Enabling Real Time Alerts using Microsoft Graph in Power Platform – Part 2

In this section of the blog series, we’ll walk through the steps to create a Microsoft Graph subscription for Teams presence updates based on the Custom connector created on the previous post and configure a Power Automate flow to receive and process these updates through Azure Event Hub.

Step 1: Creating a Microsoft Graph Subscription for Teams Presence

Microsoft Graph allows subscription to presence changes via the /communications/presences/{userId} endpoint. Subscriptions require:

  • An access token with the right scopes (Presence.Read.All)
  • A valid Event Hub endpoint as the notificationUrl
  • Expiry time (up to 1 hour for presence)
  • Resource path and change type

Tip: Presence subscriptions must be renewed every hour.

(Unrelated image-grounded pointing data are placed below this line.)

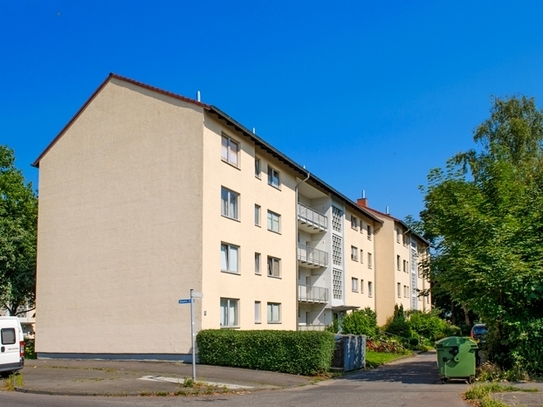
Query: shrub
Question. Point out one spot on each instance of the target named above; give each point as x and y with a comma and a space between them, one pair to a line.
297, 352
360, 322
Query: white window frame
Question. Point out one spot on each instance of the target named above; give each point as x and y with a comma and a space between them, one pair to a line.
257, 263
229, 312
272, 270
229, 258
257, 215
354, 253
274, 222
274, 177
229, 203
274, 312
230, 150
258, 168
258, 312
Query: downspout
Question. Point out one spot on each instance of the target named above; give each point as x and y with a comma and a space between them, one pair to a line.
296, 243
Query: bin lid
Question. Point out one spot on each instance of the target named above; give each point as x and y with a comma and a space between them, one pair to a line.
456, 341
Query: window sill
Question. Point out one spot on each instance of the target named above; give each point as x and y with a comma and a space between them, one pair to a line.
278, 187
234, 273
231, 164
229, 217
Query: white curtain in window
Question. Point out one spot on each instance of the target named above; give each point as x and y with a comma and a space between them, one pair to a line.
232, 312
233, 152
233, 259
224, 148
224, 257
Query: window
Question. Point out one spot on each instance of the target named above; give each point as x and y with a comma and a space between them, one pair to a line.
257, 263
7, 336
257, 167
273, 221
273, 177
229, 151
274, 267
229, 312
229, 203
257, 312
229, 258
274, 313
257, 215
354, 284
354, 253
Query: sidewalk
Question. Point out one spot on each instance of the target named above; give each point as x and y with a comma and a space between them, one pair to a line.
134, 378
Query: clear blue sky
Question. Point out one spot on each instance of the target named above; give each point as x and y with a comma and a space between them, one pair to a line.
366, 94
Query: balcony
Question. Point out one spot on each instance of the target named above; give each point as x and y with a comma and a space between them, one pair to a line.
310, 220
311, 327
312, 294
312, 258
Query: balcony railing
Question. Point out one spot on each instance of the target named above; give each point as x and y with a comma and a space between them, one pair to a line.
311, 218
311, 327
311, 256
309, 293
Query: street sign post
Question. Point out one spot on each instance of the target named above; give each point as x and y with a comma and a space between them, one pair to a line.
193, 296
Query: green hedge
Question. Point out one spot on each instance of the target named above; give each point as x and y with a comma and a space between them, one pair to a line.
297, 352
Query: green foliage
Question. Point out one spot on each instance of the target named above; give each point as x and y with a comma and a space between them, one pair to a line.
18, 224
297, 352
430, 326
360, 322
484, 215
399, 325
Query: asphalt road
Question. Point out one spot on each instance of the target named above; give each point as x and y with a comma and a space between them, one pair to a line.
406, 383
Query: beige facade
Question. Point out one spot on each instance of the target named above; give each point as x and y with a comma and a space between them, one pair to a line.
145, 195
400, 258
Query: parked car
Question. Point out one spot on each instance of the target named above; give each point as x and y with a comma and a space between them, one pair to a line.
478, 332
12, 346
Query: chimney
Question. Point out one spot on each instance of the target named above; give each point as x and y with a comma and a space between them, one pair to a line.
362, 202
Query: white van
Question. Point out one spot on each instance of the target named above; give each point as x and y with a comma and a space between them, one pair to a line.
12, 346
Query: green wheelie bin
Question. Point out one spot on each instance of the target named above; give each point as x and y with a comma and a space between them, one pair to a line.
456, 358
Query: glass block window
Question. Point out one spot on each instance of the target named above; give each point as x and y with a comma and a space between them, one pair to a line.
336, 250
337, 284
337, 214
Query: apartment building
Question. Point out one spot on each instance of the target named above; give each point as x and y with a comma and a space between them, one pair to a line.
400, 257
146, 194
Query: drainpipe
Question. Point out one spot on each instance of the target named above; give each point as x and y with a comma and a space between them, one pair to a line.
296, 243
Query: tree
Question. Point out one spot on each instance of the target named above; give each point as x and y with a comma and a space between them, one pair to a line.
18, 225
484, 214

This can be handled through a scheduled Power Automate flow or a timer-based Azure Function.

Step 2: Receiving Notifications via Azure Event Hub

Azure Event Hub serves as a high-throughput ingestion pipeline for Microsoft Graph notifications. After the subscription is created, presence change events are pushed into the specified Event Hub.

Each event includes metadata about the subscription, user, and timestamp, allowing you to react to presence changes in near real-time.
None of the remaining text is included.